This guide covers performance considerations for the Howso Platform and client installation.
- Use a dedicated Kubernetes cluster for Howso Platform.
- Increase the size of NATS, Redis, Postgres.
- Use cluster autoscaling.
- Run workloads from a large dedicated client machine.
In the Howso Platform, trainees (also known as workers) are created as new (stateful set) pods on demand.
- Individual trainees can be very large - it is not uncommon to dedicate tens of cpu resources and even more Gb of memory to a single trainee.
- The Kubernetes API server is used to create and manage these pods. The API server is a critical component of the cluster, can come under load, potentially impacting other cluster workloads.
As such, the profile of the cluster can be demanding and very dynamic. Therefore it is recommended to run the Howso Platform on a dedicated cluster for the best performance (for the Howso Platform and other workloads).
As discussed extensively elsewhere in this guide, Howso Platform relies on several dependent charts. NATS, Redis, Postgres, Minio. These charts can be tuned independently of the Howso Platform chart. The included manifests provide some basic, but impactful tuning recommendations.
The out of the box installations of these charts, particularly NATS, Redis and Postgres are small installations. These should run reasonably well for basic local examples, but for demanding workloads, across large clusters, increasing the allocated resources is very beneficial.
In rough order of impact:
NATS is used for inter-service communication. This NATS manifest provides a configuration that runs a cluster of 3 JetStream enabled NATS servers - with increased resources. It also forces the NATS pods to run on seperate workers, so would need a core node pool of 3. Check out the NATS Chart documentation for more information.
Redis is used for storing data messages and message responses. Currently Howso Platform components need to both read and write to Redis, so there is no advantage in Read Replicas (without addionally adding sentinel). The Redis manifest provides a configuration that runs a single Redis server - with increased resources that should perform well for larger workloads.
Postgres is used for storing the state of the Howso Platform. The Postgres manifest provides a configuration that increases the resources allocated to the Postgres server - so that it should not be a bottleneck for larger workloads.
The Minio manifest standalone mode chart installation has usually been sufficient for most workloads. However, for larger workloads, the Minio Chart can be extensively tuned or swapped out for a cloud s3 compatible service.
Howso Platform is built to naturally take advantage of Kubernetes Cluster Autoscaling. It is highly recommended to use this feature, to efficiently scale the cluster during a Howso Platform run, and scale back down when the workloads are complete.
Cluster Autoscaling setup is dependent on the cloud provider and/or the Kubernetes distribution. For example:
- AWS: The Cluster Autoscaler can be installed as a DaemonSet.

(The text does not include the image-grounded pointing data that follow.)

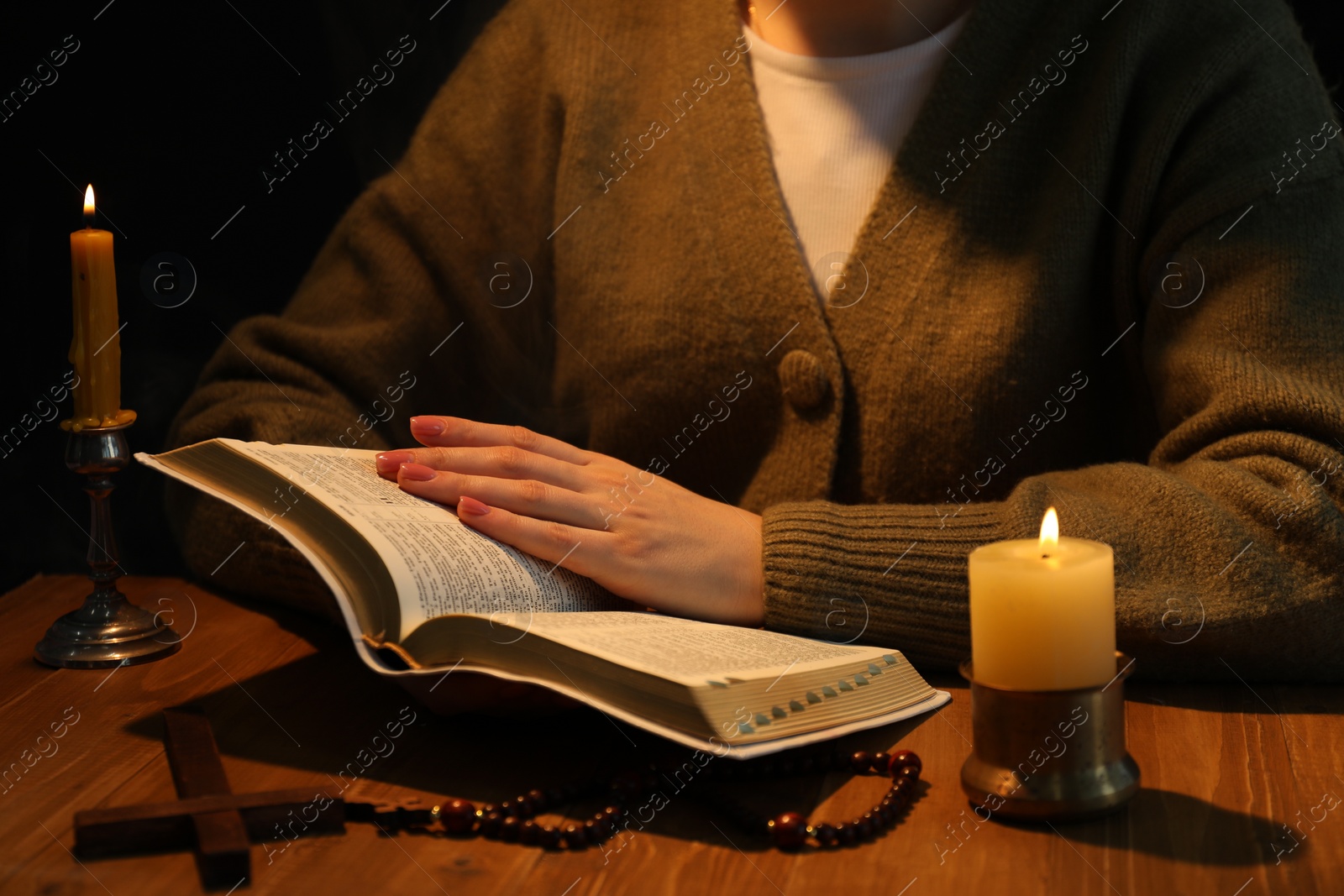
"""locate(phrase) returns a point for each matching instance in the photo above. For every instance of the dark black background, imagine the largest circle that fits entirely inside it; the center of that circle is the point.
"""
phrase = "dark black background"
(171, 110)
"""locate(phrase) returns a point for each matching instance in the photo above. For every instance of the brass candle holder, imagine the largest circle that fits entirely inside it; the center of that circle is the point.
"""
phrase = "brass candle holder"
(1050, 755)
(108, 631)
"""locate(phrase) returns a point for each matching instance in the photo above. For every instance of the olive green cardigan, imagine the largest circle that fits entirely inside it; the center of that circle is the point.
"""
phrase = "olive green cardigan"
(1104, 275)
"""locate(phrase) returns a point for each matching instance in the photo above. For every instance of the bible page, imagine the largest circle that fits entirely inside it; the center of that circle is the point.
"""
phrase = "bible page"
(440, 564)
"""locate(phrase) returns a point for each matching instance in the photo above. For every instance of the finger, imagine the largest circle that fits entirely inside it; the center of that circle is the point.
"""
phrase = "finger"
(528, 497)
(459, 432)
(577, 550)
(501, 461)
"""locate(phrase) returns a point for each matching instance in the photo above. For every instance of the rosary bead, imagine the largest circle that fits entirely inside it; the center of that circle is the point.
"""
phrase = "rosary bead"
(904, 758)
(491, 824)
(457, 815)
(788, 831)
(604, 825)
(575, 837)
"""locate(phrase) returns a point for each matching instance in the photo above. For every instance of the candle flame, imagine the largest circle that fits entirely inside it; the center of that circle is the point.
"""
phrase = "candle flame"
(1048, 532)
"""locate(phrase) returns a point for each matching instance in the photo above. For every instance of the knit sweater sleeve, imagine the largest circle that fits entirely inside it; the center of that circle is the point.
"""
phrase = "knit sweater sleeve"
(1229, 539)
(396, 315)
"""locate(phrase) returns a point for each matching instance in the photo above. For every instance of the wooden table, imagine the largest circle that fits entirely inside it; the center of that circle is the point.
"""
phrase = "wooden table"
(1225, 770)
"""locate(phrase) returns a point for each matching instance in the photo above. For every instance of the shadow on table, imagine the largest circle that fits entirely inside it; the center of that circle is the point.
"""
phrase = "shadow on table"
(1254, 698)
(1173, 825)
(338, 725)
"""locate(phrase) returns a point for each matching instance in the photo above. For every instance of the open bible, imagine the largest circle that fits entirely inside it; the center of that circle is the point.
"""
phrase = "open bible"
(423, 594)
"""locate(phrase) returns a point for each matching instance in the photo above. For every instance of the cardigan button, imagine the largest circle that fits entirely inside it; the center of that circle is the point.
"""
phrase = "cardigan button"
(804, 380)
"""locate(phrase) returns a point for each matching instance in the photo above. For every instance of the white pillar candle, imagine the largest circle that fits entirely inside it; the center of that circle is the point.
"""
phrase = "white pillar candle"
(1043, 611)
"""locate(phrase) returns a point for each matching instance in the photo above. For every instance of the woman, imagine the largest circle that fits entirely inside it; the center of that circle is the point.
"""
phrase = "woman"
(1095, 270)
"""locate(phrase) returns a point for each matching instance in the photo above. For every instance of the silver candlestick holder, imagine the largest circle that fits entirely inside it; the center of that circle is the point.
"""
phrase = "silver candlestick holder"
(1050, 755)
(108, 631)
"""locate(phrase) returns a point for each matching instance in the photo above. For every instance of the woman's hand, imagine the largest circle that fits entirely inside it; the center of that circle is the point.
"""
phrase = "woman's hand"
(638, 535)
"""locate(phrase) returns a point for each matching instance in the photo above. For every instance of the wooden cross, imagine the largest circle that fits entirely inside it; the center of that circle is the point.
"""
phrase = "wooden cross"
(217, 824)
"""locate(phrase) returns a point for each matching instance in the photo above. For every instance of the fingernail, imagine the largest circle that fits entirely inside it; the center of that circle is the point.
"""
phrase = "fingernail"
(470, 506)
(417, 472)
(427, 426)
(389, 461)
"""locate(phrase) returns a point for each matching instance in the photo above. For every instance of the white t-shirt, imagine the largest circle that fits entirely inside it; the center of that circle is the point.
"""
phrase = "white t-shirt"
(835, 125)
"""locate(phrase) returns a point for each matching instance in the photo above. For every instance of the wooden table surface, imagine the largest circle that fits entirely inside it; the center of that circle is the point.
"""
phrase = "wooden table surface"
(1225, 768)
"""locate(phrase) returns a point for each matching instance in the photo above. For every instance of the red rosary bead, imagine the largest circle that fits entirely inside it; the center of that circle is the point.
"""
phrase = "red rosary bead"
(457, 815)
(788, 831)
(904, 759)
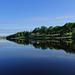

- GCP: The Cluster Autoscaler can be enabled on the cluster.
- OpenShift: The Cluster Autoscaler can be managed through the OpenShift web console or CLI.
- Azure AKS: The Cluster Autoscaler can be enabled directly from the Azure portal or via Azure CLI.
Cluster Autoscaling is conceptually simple; when trainee pods are created, that do not fit in the existing cluster, the autoscaler component will send messages to the infrastructure provider to create new nodes to accommodate them. When the trainee pods are deleted, the autoscaler will remove the nodes.
For the best performance, Howso Platform workloads should be split into two node pools. One for the core services, NATS and datastores, and one for the trainee pods. This sets up the core services to run permently without interference from the trainee pods, and allows the trainee pods to be scaled independently of the core services. The core node pool should have a permenant minimum number of nodes, optionally autoscaling (an extra node or 2) to allow for certain services to scale under heavy load. The trainee node pool should be autoscaling, potentially to a minimum of 0 nodes and up to the largest capacity required for the heaviest workloads. Only trainee pods should run on the trainee node pool.
When configuring autoscaling configuration, it may be useful to refer to the multi-node setup which demonstrates the use of labels and taints (in a local setup) to control pod scheduling across multiple nodes.
Note: labels are used to keep workers from running on core nodes, and taints are used to keep core services from running on worker nodes. The different approaches allow for minimizing the configuration required for dependent charts, which would require tollerations for all their workloads.
The core services of Howso Platform and its dependent charts should run on 2 or 3 dedicated cluster nodes utilizing a node label, to keep trainee pods from starting on them.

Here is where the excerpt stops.